Investors and analysts following the Nigerian market are betting on an imminent devaluation of the naira following the rise in the cost of Nigeria’s short-term debt, which they say could signal that the central bank may devalue the currency for the third time in less than a year.
The monetary regulator in Africa’s largest economy has almost doubled the returns on its higher yielding paper, moving the one-year maturity to 10% at an auction on Thursday, up from 5.7% a week ago, according to central bank data.

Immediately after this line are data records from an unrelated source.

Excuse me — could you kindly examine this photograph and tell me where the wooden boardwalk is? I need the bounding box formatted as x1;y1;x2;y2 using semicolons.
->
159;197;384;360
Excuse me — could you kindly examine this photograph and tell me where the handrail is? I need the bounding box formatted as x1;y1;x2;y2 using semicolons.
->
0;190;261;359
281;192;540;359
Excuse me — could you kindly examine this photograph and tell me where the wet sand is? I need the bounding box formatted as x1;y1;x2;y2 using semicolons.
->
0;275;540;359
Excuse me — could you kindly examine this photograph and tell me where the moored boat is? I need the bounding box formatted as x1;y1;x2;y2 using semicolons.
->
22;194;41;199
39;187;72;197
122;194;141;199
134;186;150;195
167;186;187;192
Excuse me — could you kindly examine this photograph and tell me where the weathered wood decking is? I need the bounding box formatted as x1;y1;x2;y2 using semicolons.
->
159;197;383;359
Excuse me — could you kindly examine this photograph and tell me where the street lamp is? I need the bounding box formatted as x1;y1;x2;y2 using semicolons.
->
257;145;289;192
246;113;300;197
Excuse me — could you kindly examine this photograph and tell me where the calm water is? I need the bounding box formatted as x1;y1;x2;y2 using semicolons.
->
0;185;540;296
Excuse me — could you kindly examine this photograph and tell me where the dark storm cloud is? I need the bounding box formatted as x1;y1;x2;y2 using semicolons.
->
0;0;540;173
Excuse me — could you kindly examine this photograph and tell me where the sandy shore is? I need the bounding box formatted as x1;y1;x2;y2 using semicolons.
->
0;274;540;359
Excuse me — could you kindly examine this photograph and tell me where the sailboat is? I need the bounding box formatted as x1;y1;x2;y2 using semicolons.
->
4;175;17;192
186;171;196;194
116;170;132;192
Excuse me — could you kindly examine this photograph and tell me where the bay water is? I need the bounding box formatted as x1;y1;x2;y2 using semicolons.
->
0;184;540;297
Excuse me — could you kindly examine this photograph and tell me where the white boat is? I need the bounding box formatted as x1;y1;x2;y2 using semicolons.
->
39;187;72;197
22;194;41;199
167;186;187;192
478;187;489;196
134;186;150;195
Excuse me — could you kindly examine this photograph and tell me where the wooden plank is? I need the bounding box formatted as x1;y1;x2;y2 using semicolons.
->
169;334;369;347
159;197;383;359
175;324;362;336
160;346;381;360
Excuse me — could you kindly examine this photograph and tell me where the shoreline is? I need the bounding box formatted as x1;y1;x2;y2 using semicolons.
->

Earlier this week, the central bank sold one-month non-deliverable naira forward contracts for N412 per dollar from N405 on the FMDQ OTC Securities Exchange, an indication that it expects the currency to weaken.
“These developments are signalling that the central bank may allow rates at the investors’ and exporters’ window to rise further, possibly to levels close to one-month futures prices,” said Samir Gadio, the London-based head of Africa strategy at Standard Chartered Bank.
“This rise in OMO bill yields, along with the upward re-pricing in futures, will increase market expectations of moderate naira devaluation in the near term.”
The naira has been rising at the Investors and Exporters window in the past week.
On Wednesday, the naira plunged to a new low of N401/$ at the Investors & Exporters window, the lowest since January 4, 2021. Within trades on Tuesday, it had weakened even lower at N422/$, according to the FMDQ data.
Despite the recent rally in oil prices, the naira has been under pressure in the last one week with a 1.39-percent loss to the dollar at the Investors and Exporters (I&E) forex window.
Africa’s largest crude producer has been reluctant to allow an adjustment of its currency after the oil-price crash early last year cut foreign-exchange inflows from official sources.
Crude accounts for 90% of the West African nation’s export earnings. The rebound in oil prices in recent weeks would boost the central bank’s reserves and improve dollar reserves, which have been under pressure.
The higher yields on central bank bills should attract offshore investors who have stayed away because of low returns and an overvalued currency, Rand Merchant Bank Johannesburg-based analysts Neville Mandimika and Daniel Kavishe wrote in a note to clients on Friday.
“The next step in ensuring foreign portfolio inflows would be to adjust the currency and, judging by the activity in the onshore futures market, this could happen sooner rather than later.”
Naira non-deliverable forward contracts rose on Friday, suggesting that devaluation pressure is increasing. The local unit weakened to 393.20 per dollar earlier on Friday on the spot market before strengthening to 381 at the close. It settled at 396.17 to the greenback on the investors’ and exporters’ window.
The central bank uses multiple exchange rates in lieu of a dollar peg, and depreciated the official rate of the local unit twice last year by about 24%.
A Bloomberg survey of investors and analysts showed the naira may devalue by as much as 10% in 2021.
Gadio at Standard Chartered does not expect offshore portfolio managers to rush into Nigeria just yet, even though the recent moves by the regulator are encouraging.
“Non-residents will require higher returns, less spot misalignment and a better forex-convertibility track record.”